Reinigungsfirmen in der Krise
Wenig Aufträge, aber viel Zustimmung
Wo gehobelt wird, fallen Späne, sagt der Volksmund: Wenn aber wie zurzeit in der Corona-Krise keine Arbeit anfällt und viele Büros verwaist sind, merken das auch die deutschen Reinigungsfirmen. Laut dem Bundesverband des Gebäudereiniger-Handwerks ist etwa ein Drittel der Aufträge verloren gegangen. "Wo nicht gearbeitet wird, wird auch nicht gereinigt - so einfach ist es", sagt Thomas Dietrich, Innungsmeister des Verbands.

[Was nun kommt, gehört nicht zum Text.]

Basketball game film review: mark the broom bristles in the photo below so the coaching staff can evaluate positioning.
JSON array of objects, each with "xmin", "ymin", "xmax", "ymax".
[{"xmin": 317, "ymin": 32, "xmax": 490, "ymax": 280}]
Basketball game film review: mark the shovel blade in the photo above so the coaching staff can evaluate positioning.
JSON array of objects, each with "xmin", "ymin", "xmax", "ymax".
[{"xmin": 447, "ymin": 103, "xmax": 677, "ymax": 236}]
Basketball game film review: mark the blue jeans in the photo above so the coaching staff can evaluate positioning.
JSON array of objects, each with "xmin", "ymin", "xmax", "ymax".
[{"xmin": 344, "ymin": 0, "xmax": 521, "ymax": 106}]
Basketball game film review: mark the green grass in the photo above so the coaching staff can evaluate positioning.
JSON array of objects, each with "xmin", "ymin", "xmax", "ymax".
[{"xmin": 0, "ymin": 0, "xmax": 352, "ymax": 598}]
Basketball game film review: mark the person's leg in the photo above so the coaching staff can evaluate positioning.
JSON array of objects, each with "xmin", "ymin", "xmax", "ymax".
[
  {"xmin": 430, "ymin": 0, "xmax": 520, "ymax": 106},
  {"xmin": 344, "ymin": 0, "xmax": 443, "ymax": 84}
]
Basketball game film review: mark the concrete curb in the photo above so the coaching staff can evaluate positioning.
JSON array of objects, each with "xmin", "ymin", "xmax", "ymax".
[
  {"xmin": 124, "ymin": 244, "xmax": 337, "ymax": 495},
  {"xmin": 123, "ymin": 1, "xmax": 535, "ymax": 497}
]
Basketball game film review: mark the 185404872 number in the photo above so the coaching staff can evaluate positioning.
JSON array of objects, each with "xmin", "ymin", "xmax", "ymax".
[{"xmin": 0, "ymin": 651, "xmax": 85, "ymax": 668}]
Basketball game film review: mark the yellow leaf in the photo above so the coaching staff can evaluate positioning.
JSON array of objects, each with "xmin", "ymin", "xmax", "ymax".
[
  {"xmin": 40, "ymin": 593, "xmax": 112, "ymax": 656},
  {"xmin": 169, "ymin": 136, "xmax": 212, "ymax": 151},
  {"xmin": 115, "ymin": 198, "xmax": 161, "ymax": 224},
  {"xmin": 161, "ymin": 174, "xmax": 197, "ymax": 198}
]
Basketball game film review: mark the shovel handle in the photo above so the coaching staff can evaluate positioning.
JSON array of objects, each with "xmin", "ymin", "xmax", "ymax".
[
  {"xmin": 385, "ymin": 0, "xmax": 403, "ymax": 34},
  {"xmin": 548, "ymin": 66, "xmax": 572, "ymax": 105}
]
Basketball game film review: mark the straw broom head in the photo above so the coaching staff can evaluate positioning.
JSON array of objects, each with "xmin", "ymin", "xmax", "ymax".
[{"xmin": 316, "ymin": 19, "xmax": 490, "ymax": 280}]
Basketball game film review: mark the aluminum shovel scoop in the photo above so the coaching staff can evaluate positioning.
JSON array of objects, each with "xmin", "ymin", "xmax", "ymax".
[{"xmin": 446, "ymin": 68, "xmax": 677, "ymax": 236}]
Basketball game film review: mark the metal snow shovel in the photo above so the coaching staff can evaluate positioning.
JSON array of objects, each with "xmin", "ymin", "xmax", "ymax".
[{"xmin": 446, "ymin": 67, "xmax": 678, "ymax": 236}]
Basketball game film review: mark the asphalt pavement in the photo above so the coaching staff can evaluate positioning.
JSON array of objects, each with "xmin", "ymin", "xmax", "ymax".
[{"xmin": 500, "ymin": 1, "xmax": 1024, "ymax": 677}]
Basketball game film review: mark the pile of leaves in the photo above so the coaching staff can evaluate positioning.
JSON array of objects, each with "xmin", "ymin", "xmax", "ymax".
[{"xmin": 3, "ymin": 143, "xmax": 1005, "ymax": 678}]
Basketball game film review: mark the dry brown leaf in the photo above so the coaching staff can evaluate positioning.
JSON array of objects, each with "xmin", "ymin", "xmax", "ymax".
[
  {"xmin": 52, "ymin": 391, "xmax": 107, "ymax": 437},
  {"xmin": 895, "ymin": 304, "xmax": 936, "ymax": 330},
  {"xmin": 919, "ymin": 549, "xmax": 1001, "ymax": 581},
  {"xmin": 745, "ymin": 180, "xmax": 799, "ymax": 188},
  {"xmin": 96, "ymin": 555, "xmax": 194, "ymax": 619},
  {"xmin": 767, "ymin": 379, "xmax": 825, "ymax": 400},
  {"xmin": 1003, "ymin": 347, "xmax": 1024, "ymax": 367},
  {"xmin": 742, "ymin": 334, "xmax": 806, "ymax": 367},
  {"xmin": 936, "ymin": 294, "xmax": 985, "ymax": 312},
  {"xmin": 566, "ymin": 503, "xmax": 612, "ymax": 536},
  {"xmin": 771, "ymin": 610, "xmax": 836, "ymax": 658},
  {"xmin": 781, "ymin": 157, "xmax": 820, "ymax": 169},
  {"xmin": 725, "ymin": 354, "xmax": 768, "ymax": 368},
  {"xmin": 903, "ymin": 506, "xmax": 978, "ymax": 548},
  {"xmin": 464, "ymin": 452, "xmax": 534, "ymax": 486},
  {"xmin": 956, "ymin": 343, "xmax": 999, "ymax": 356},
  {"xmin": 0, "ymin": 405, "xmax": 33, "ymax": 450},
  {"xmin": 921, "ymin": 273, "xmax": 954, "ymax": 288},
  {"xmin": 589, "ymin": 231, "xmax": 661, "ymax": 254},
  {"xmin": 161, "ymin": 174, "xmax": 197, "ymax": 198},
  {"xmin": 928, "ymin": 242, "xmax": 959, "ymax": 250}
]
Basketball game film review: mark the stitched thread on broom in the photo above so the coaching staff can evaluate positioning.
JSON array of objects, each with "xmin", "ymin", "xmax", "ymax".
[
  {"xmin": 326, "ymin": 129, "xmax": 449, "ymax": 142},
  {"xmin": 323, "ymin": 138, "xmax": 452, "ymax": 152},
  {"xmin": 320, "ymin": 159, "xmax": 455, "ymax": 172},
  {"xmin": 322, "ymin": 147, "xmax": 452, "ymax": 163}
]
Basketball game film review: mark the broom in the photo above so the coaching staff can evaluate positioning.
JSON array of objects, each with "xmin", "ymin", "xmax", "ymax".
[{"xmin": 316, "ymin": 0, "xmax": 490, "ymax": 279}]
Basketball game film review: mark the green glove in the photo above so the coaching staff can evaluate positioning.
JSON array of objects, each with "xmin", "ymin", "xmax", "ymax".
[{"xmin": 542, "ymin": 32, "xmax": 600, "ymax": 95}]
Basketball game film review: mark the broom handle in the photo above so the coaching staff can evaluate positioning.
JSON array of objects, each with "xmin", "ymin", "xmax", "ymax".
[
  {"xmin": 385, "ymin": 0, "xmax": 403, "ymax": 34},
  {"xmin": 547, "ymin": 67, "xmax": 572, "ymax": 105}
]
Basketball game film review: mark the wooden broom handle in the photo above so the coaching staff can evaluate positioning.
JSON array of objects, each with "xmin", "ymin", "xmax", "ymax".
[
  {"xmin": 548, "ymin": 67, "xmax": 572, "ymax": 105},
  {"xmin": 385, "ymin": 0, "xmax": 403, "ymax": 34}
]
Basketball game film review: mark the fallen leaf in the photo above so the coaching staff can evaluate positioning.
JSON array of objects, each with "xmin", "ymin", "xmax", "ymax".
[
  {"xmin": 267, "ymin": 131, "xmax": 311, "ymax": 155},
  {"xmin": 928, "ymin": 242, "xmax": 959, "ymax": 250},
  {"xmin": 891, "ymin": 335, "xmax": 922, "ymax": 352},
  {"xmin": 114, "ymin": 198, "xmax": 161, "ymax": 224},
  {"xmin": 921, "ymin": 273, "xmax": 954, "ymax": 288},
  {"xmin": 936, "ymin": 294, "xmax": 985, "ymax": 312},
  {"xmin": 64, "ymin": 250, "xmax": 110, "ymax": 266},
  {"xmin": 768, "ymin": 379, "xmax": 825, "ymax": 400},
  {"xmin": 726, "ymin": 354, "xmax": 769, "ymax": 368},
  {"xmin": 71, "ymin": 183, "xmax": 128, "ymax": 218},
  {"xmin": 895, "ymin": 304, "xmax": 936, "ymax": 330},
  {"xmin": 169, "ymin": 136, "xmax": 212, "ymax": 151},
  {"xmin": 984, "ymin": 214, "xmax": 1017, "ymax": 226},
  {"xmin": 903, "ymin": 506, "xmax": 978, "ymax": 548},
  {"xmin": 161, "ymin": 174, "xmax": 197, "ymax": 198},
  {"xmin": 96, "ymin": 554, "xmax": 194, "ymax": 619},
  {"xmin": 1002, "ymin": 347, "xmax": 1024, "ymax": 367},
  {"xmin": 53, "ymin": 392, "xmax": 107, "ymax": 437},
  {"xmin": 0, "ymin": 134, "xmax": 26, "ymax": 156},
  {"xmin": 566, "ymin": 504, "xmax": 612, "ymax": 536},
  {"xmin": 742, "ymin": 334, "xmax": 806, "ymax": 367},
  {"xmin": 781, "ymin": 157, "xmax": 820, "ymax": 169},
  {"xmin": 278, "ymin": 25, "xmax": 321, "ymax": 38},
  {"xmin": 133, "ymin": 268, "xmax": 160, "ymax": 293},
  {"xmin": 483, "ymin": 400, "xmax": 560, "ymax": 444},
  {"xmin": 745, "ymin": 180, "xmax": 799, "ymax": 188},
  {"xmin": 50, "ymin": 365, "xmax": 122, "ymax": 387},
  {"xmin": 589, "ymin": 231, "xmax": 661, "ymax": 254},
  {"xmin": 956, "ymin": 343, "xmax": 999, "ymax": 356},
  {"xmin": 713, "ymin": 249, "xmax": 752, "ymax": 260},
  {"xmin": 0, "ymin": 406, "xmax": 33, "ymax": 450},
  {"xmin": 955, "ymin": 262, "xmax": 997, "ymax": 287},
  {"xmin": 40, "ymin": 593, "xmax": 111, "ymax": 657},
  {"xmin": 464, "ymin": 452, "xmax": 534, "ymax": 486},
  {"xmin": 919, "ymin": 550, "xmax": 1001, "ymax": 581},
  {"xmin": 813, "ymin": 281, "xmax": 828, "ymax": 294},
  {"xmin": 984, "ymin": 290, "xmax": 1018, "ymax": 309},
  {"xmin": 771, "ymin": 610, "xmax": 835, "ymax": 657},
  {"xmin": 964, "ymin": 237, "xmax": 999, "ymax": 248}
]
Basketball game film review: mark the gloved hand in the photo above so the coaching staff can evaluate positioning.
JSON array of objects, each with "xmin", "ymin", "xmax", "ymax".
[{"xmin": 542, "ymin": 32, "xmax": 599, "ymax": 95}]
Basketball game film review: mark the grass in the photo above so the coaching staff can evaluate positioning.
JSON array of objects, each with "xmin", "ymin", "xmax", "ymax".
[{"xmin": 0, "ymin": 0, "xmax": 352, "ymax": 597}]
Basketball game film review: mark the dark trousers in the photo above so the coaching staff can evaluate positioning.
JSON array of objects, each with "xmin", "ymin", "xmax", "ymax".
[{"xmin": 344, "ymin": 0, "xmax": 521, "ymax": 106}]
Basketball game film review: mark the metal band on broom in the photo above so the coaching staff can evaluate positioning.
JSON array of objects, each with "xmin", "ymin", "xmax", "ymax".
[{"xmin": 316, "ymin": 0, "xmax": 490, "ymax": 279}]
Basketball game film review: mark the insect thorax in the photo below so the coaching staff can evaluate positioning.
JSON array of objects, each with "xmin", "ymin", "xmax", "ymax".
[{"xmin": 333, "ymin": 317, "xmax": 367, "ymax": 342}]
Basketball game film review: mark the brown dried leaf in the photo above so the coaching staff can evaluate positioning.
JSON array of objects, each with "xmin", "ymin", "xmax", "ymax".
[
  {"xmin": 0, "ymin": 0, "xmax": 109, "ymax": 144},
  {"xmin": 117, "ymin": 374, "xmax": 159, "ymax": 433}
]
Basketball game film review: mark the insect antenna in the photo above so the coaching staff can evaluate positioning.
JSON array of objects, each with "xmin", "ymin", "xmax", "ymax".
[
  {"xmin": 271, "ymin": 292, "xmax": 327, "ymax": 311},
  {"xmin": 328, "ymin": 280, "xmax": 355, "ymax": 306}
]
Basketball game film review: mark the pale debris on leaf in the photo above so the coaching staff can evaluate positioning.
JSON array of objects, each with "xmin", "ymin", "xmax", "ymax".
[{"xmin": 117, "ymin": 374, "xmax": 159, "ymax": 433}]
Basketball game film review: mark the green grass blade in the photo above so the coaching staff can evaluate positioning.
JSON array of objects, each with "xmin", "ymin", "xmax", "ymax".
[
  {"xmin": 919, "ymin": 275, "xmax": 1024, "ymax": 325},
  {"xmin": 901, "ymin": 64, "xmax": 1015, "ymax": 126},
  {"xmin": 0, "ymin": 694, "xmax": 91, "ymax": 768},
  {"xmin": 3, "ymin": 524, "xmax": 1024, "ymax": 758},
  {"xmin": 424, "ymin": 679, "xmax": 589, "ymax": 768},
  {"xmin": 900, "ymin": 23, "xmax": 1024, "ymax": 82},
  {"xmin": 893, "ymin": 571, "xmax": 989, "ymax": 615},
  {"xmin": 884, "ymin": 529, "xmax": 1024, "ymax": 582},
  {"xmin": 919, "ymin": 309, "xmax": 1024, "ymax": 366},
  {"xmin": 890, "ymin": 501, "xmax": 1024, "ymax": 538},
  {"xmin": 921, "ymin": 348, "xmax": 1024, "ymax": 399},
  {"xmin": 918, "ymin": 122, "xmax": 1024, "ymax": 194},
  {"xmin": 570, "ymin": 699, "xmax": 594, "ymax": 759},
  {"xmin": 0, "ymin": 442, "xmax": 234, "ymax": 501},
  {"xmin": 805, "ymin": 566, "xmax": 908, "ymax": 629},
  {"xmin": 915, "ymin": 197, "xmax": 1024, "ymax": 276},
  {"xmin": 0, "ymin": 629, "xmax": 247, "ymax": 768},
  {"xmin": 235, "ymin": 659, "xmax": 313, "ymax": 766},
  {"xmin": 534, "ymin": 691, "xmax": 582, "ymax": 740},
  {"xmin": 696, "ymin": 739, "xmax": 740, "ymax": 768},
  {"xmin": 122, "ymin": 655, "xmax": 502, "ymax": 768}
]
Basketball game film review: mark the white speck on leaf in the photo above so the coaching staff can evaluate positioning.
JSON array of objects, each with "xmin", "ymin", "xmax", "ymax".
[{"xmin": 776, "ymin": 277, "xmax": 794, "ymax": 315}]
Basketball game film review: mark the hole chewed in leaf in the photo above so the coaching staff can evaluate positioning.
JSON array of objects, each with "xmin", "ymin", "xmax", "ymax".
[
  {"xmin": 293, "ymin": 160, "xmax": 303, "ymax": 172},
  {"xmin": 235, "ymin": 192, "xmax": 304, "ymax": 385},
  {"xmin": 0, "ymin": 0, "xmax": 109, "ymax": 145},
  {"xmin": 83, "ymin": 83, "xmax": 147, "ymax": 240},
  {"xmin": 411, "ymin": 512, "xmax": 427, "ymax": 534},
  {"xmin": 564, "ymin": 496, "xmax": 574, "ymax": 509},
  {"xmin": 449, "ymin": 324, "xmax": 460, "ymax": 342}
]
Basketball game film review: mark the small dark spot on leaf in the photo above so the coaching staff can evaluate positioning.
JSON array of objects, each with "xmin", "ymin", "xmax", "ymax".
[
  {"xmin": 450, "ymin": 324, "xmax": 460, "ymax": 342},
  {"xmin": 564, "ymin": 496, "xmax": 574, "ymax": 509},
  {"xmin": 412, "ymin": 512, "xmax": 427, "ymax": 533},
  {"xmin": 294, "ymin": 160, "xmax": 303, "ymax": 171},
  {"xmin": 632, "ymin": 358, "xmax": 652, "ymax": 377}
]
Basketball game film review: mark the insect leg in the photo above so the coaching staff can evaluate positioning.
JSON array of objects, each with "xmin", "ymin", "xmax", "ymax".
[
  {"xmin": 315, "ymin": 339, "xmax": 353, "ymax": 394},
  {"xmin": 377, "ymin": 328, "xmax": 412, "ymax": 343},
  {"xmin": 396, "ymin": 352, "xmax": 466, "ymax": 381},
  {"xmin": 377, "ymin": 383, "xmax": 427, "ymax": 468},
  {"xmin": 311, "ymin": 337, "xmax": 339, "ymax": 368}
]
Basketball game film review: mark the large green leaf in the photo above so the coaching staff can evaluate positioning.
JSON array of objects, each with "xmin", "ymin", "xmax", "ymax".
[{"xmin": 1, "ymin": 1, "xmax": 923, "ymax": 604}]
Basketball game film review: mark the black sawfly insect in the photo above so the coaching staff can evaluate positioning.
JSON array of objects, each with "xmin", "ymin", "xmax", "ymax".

Das Handwerk der Gebäudereiniger zählt mit etwa 700 000 Beschäftigten zu den größten in Deutschland. In der Corona-Krise müssen viele Reinigungsfirmen neue Arbeiten und Auftragspartner finden. Viele warten ab - oder sie werden kreativ wie eine Firma aus Heilbronn: Mit einem mobilen Sprühtank ausgerüstet, gehen Mitarbeiter der Firma MYQS durch die Innenstadt und sprühen Desinfektionsmittel auf die orange-gelben Ampeldrücker, die in Zeiten von Coronaviren eine noch unangenehmere Kontaktfläche sind als ohnehin schon. Den Viren darauf soll der Garaus gemacht werden.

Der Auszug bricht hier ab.